On December 18, 2017, Skipper revealed that he had been struggling with substance addiction, and announced that he would be resigning as president of ESPN in order to focus on treatment. John Skipper told The Hollywood Reporter that a cocaine extortion attempt led to his ESPN departure. His predecessor George Bodenheimer served as acting chairman of the company during the transition to new leadership. In the wake of Skipper's announcement, The New York Times reported that he "didn't have a reputation for partying or erratic behavior" among coworkers at ESPN or confidants in his personal life.

After his resignation, many current and former ESPN staffers, including Jemele Hill, Michele Steele, and Keith Olbermann, applauded Skipper's past work and the decision to focus on his personal life.

=== DAZN Group ===
On May 8, 2018, it was announced that Skipper had been hired as executive chairman of DAZN Group, a British international sports media company. Skipper will operate out of New York City. The company subsequently announced plans to launch its international sports streaming service DAZN in the United States later in the year, anchored by a deal with British promoter Eddie Hearn to hold major boxing events in the U.S. to carry on DAZN.

Skipper explained that he wanted the service to eventually be a larger competitor to entities such as ESPN and compete for more significant sports rights, but that they wanted to "build our brand in this country, expose the quality of our technology and start to meet people." Of his personal condition, Skipper added that "I'm in a great place. I am excellent, quite healthy. I think you can tell that. I have a level of acceptance and enthusiasm going forward."

=== Meadowlark Media ===
In January 2021, Skipper joined former ESPN personality Dan Le Batard to launch Meadowlark Media, a content company focused on sports. He will remain at his position at DAZN. The company most recently signed a deal with Apple TV+.

== Legacy ==
Skipper's time as President of ESPN received both praise and criticism. He was admired for his strong support of journalism. The Ringer wrote that "he knew quality" and "spoke a language that editorial people could understand." He was credited for taking chances on ambitious projects like Grantland, FiveThirtyEight, The Undefeated, and 30 for 30.

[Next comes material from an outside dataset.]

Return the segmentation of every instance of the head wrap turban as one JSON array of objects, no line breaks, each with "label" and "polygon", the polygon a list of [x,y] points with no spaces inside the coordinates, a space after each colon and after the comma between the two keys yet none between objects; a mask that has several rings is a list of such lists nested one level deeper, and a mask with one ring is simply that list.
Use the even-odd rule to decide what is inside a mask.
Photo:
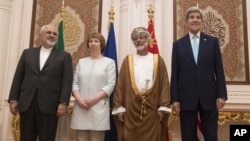
[{"label": "head wrap turban", "polygon": [[145,27],[136,27],[131,33],[131,39],[134,40],[136,36],[141,35],[150,40],[150,34]]}]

Sports Illustrated wrote that Skipper made ESPN "gobs of cash ... but he also made the network smarter and sharper." Skipper "championed soccer and the NBA, realizing that ESPN, armed with its many affiliates and platforms, could get more out of broadcast rights than any of its competitors could."

He was also praised for pushing ESPN to become "more diverse on air and online when it came to both gender and race."

During Skipper's tenure, ESPN lost nearly 15% of its subscribers as consumers moved to streaming and over-the-top (OTT) options and laid off more than 500 employees as all traditional media companies were impacted by cable's decline. Additionally, ESPN's TV ratings declined significantly across the board due to the cord-cutting and the network endured criticism from new competitors over the declining quality of its programming.

Skipper's 2014 disregard of eSports as a "real sport", referring to them as a "competition" instead, has been negatively noted by various websites.

== Personal life ==
Skipper is divorced with two adult sons and lives in Manhattan. In 2018, he began dating Venezuelan fashion entrepreneur Carmen Busquets.